Revised by BoatUS editors in April 2012
To call snatch blocks "useful" is an understatement. They are very practical and versatile pieces of sailing hardware. Their principal attribute is that they can be opened for a line to be inserted, rather than having to be threaded as conventional blocks need to be. Most snatch blocks feature snap shackles, which add to their convenience by allowing them to be placed anywhere along a line. However, despite their obvious plus-points, it would be a mistake to assume that they are perfect for all jobs. This is a consequence of their compromised design. As a result, for example, they are unsuitable for permanent applications such as jib fairleads, sheeting blocks, or turning blocks for genoas-the load would be too high. Where snatch blocks excel is when adjustments or changes need to be made to the gear permanently in place, or as an extra control device. Some of the uses for these blocks:
As a backup genoa lead block. The system involves the use of a second sheet led through the snatch block, releasing the pressure on the actual sheet and allowing the repositioning of the genoa fairlead. Attaching a trunnion snatch block to the toe rail with a short line can provide an effective and easy barber haul system. This has the double benefit of allowing the crew to "open the slot" by adjusting the jib leads outwards and forwards in heavy winds, as well as reducing twist while reaching.

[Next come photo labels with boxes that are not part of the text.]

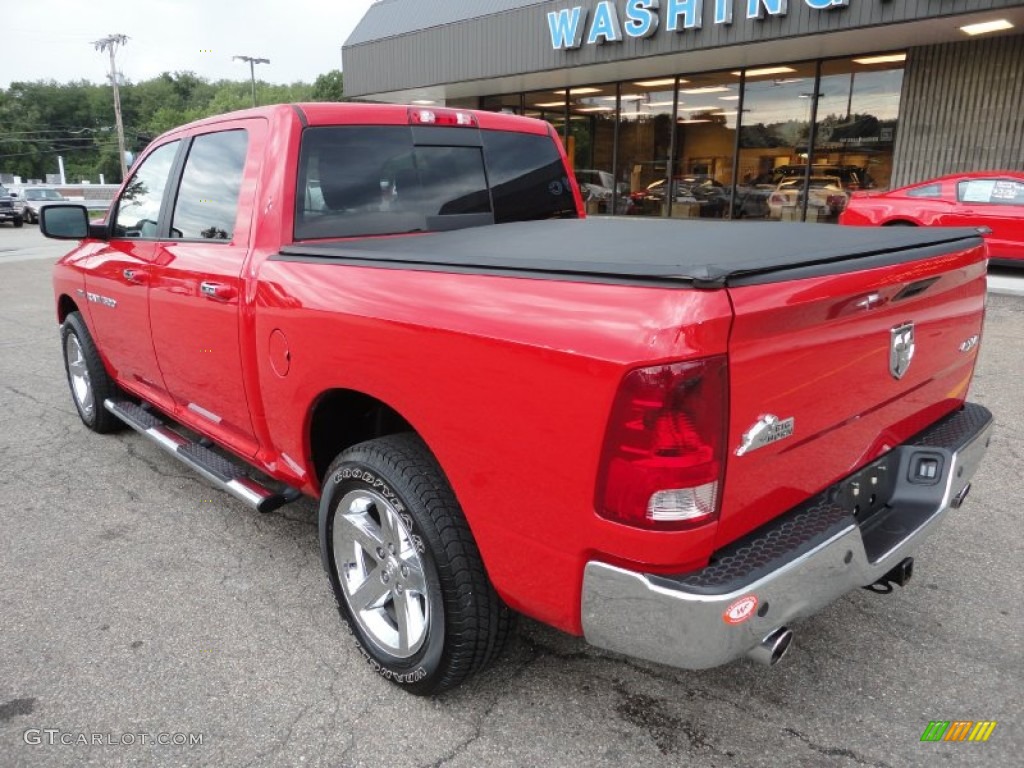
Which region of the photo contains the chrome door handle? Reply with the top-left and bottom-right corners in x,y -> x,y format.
199,281 -> 237,301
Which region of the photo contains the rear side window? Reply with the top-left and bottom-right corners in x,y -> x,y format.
171,130 -> 249,241
295,126 -> 575,240
906,184 -> 942,198
295,126 -> 490,240
957,178 -> 1024,206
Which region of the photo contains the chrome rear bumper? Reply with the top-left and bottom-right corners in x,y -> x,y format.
582,403 -> 993,670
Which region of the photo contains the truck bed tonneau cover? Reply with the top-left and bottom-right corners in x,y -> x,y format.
276,218 -> 982,288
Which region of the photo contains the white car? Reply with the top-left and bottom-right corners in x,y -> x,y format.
20,186 -> 68,224
768,176 -> 850,219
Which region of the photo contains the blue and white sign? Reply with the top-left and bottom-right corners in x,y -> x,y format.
548,0 -> 850,50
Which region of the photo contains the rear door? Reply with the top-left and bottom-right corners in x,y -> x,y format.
85,140 -> 181,409
150,119 -> 266,456
718,247 -> 985,546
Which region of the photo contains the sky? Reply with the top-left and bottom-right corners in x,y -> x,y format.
0,0 -> 373,88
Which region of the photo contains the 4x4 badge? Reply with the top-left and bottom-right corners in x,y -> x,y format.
736,414 -> 797,456
889,323 -> 914,379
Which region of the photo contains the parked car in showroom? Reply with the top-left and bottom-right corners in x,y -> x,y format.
768,176 -> 849,219
0,184 -> 25,226
22,186 -> 68,224
734,165 -> 874,218
575,169 -> 633,214
632,174 -> 730,218
839,171 -> 1024,266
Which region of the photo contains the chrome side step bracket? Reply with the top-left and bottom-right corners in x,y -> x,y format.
103,399 -> 301,513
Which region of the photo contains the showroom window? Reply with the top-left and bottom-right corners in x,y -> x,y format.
609,77 -> 676,216
736,63 -> 816,221
670,72 -> 740,218
565,84 -> 618,214
814,53 -> 906,207
481,52 -> 906,222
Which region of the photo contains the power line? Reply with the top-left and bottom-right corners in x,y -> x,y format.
92,35 -> 128,180
0,139 -> 116,160
231,56 -> 270,106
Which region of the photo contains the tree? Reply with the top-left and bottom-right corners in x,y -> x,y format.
313,70 -> 345,101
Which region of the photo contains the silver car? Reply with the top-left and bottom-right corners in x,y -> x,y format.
22,186 -> 68,224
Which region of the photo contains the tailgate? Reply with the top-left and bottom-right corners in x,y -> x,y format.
716,240 -> 986,547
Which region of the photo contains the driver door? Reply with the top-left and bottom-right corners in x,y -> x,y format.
85,141 -> 181,410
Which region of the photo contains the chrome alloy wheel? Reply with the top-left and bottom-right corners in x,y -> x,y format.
65,333 -> 96,417
333,489 -> 431,658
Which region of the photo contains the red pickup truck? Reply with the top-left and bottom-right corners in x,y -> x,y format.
42,104 -> 992,693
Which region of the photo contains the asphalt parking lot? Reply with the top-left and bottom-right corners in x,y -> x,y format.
0,226 -> 1024,768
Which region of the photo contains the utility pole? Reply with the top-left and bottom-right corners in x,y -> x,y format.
231,56 -> 270,106
92,35 -> 128,181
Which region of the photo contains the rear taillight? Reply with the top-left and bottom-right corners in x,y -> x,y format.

The unpredictable nature of spinnaker handling provides a good application for these blocks, as an auxiliary spinnaker lead. For convenience, spinnaker leads are normally positioned at the point of a boat's maximum beam. It is hard for these to be adjusted. The spinnaker blocks are normally as far aft as possible, but this can lead to the spinnaker moving up and down, or the sheets fouling the boom. Using a snatch block allows the crew to bring the sheet down onto the rail in a different position, eliminating these problems.
The ultimate number of uses that these blocks can be put to is hard to guess. We've seen them used as temporary halyard blocks, as part of the tackle to recover a man overboard, as a bow roller, and even as a temporary repair device on a trapeze system. One problem they may have is their need for full articulation to avoid breakage. Like any gear, use them safely and wisely and don’t use them for purposes unintended by the manufacturer. Read the manufacturer’s warnings and instructions.